The Golden Tiger
Sofia, Age 11, Basque Country, Spain

I ride on a bike. It is not my bike, it is a friend's. I cycle up and down the hill, feeling the fresh breeze tickle my face. I hear my friends and their mother talking far behind. I am glad my friend lent me the bike.  My legs are tired, worn out, but I am going downhill now. Cold air is rushing through my hair, weakening my eyes. I cycle down the hill, holding on tight but relaxing. I close my eyes. It has barely been one minute, but I feel much better. The hill is ending, I am slowing down now. The friend that has lent me the bike is running along the pavement, trying to catch up with me. I smile as he gives up, walking slowly, followed by his mother. His sister is on a scooter, and she is not far behind me. I try to cycle faster, as she approaches, and we are soon having a race. But my feet are tired and my muscles aching, so I stop, as we arrive at our destination. Fran, the owner of the bicycle, asks if he could have it back. I nod, as my friendsī mother arrives, walking as she talks on her mobile phone.
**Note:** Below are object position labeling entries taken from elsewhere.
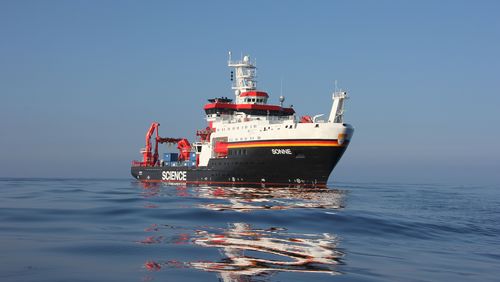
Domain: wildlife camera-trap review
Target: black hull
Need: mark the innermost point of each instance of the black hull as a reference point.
(254, 166)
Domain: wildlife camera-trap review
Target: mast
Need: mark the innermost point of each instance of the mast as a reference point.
(245, 74)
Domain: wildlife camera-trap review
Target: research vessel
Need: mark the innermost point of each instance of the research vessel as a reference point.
(250, 142)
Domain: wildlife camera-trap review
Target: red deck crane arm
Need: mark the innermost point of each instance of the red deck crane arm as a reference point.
(150, 158)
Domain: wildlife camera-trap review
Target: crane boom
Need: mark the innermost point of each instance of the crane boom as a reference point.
(150, 158)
We are at the local Sports Center, and there is something going on. As we come nearer to have a look, we see three ambulances, lots of people and tons of children walking into the Sports Center!

'Sukaina!' shouts Ane, Fran's twin sister. She runs into the crowd. Her mother follows, and Fran and I decide to run after them. I am not very sure what she is speaking about, but I soon see; Sukaina, a Saharaui nine-year-old they had adopted during the Summer is there. And so are loads of other children; black children, brown children, noisy children, all from the great Sahara Desert, near Morocco. I met Sukaina last year, as Fran and Ane's family has fostered her twice during Summer. Everyone is talking and shouting, running around and playing. I hear many names; Safala, Karim, Mohammed, Nhordin, Meghad and many many more. Girls and boys run around me, with big smiles and yellowish teeth, round friendly eyes and dark skin that is as beautiful as any flower. I know they have suffered, I can tell. They are thin and small, a few of them have nasty scars, just like a hungry and tired tiger, but they are all the happiest kids I've ever seen! They talk to me, I can barely understand what they are saying, as they laugh and run and look at me and point at me and touch me, always wearing those smiles. They make me smile as well, wanting to share that extreme joy and explosion of adrenaline that runs through their veins as they jump and scream, laughing for ever.

I wonder why they are there. I thought they had gone back to Africa by plain yesterday, but they soon explain, their flight has been delayed, and they slept late at night, in sleeping bags like mice, all crowded up in a small indoor football pitch. But they are happy, they have had lots of fun with the families that have adopted them temporarily during the Summer, they are happy, for they are soon going back home, they are happy, even if they have sometimes had a hard time and felt sad like an old tiger that has been beaten up, they are strong, like the roar of a tiger that shall never give up. They are all fierce golden tigers, deep in their hearts.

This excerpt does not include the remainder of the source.